Lavoro: card. Bassetti, “nuova questione sociale”. Difenderlo dalla “disumanizzazione”

“Sviluppare una nuova teologia del lavoro che riesca a comprendere la società odierna e sappia parlare all’uomo di oggi”. È il compito affidato ai teologi dal card. Gualtiero Bassetti, arcivescovo di Perugia-Città della Pieve e presidente della Cei, che nella relazione tenuta oggi alla Facoltà teologica dell’Italia settentrionale ha parlato di lavoro come “nuova questione sociale”, che è “il prodotto di una nuova rivoluzione industriale, informatica e biomedica, che oggi investe ogni sfera dell’attività umana: la sfera economica e quella antropologica, la dimensione culturale e quella politica, i cui riflessi si fanno sentire profondamente anche in ambito religioso”. Nella sua relazione, Bassetti ha fatto riferimento, in particolare, “all’introduzione della robotica nell’industria, alle applicazioni biomediche sul corpo umano, all’impatto ambientale delle grandi città, alle nuove forme di comunicazione e agli sviluppi dell’intelligenza  artificiale”. Oggi, in sintesi, “il lavoro è totalmente cambiato”, come mette in luce anche Papa Francesco nella “Laudato sì”, perché “ogni aspetto del Creato può essere potenzialmente utilizzato e manipolato dalle tecnoscienze con ripercussioni profondissime nella vita di ogni essere umano”. Di qui la necessità di “mettere un freno a quella sorta di potere ingovernabile che Francesco ha chiamato il paradigma tecno-economico”: “Un sistema di potere – privo della tensione verso Dio e verso l’umano – che riduce l’uomo e l’ambiente a semplici oggetti da sfruttare in modo illimitato e che finisce per cambiare il significato profondo del lavoro”, ha commentato Bassetti.
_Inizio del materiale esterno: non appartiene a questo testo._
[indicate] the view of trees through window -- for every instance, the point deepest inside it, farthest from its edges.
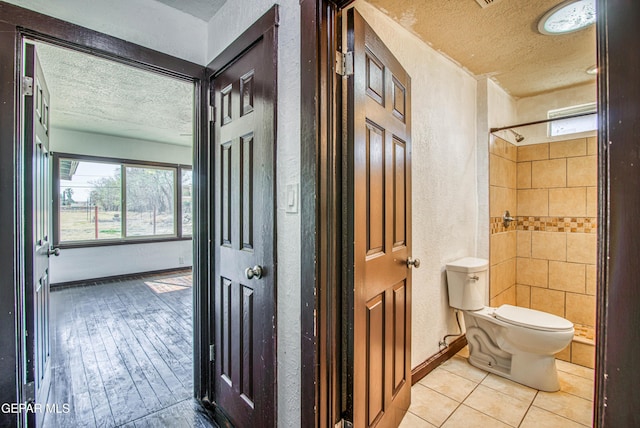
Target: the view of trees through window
(104, 200)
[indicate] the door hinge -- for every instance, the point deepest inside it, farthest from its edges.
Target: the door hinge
(29, 392)
(344, 63)
(27, 85)
(344, 424)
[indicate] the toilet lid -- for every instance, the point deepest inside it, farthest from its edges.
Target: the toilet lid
(531, 318)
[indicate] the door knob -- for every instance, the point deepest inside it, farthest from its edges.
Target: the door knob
(413, 263)
(254, 272)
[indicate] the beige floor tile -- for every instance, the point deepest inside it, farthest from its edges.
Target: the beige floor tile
(539, 418)
(449, 384)
(505, 408)
(464, 352)
(567, 405)
(431, 406)
(461, 367)
(510, 388)
(412, 421)
(576, 385)
(466, 417)
(575, 369)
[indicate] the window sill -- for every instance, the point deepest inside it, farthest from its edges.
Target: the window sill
(105, 243)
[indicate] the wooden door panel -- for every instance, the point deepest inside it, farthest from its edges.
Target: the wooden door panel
(380, 136)
(243, 379)
(399, 175)
(375, 191)
(37, 232)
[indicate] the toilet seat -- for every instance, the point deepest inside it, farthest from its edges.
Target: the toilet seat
(531, 318)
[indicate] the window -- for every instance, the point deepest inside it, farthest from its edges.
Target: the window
(108, 200)
(573, 125)
(150, 201)
(186, 195)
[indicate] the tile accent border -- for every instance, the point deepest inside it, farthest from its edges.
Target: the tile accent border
(546, 224)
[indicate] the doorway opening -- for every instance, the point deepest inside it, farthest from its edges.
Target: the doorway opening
(121, 144)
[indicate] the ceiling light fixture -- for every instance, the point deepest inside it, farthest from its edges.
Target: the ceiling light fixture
(567, 17)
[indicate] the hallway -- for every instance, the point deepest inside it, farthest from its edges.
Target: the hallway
(456, 394)
(122, 354)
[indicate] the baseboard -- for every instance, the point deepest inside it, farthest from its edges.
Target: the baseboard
(105, 279)
(435, 360)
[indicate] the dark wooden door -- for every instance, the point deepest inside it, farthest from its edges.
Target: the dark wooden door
(378, 121)
(244, 282)
(37, 232)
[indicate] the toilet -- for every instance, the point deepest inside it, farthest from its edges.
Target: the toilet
(516, 343)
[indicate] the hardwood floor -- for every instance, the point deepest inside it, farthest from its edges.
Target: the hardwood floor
(122, 355)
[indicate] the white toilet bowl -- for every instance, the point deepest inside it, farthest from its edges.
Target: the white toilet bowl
(518, 343)
(513, 342)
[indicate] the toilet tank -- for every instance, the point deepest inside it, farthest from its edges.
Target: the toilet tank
(467, 283)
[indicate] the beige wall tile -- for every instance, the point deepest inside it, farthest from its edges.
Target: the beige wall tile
(551, 301)
(581, 248)
(502, 172)
(523, 243)
(533, 152)
(532, 272)
(504, 149)
(507, 297)
(502, 199)
(592, 201)
(583, 354)
(592, 279)
(592, 145)
(567, 276)
(568, 148)
(582, 171)
(549, 245)
(523, 296)
(549, 173)
(581, 309)
(524, 175)
(502, 277)
(503, 246)
(534, 202)
(568, 202)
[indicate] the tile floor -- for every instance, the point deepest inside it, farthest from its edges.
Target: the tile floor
(456, 394)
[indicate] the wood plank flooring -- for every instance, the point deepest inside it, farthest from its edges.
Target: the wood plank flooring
(122, 355)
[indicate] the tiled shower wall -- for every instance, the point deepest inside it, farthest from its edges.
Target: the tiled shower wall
(553, 242)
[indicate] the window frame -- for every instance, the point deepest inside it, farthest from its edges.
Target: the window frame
(178, 234)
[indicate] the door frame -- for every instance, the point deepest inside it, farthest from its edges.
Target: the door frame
(16, 24)
(323, 363)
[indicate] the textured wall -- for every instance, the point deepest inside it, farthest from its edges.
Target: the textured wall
(234, 17)
(443, 104)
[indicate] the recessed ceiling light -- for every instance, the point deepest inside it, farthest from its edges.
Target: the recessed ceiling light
(568, 16)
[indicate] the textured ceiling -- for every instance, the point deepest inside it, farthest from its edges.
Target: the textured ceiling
(92, 94)
(202, 9)
(500, 41)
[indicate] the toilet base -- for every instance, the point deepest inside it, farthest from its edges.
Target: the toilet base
(533, 370)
È in questa prospettiva, secondo il presidente della Cei, che si colloca l’impellente “necessità di difendere il lavoro”, prima di tutto dalla “desacralizzazione” del lavoro stesso. In secondo luogo, per il cardinale, “occorre difendere il lavoro dalla sua disumanizzazione”, frutto della pervasività della tecnica, che quando sostituisce l’uomo “finisce per disumanizzare il lavoro”. Terzo imperativo, sulla scorta del Papa: “Difendere il lavoro da un’economia che uccide”. “Alla finanziarizzazione dell’economia e alla cultura dello scarto – ha concluso Bassetti – occorre contrapporre, pertanto, un’umanizzazione dell’economia che difenda la vita e che tenda ad includere tutti gli uomini e le donne”.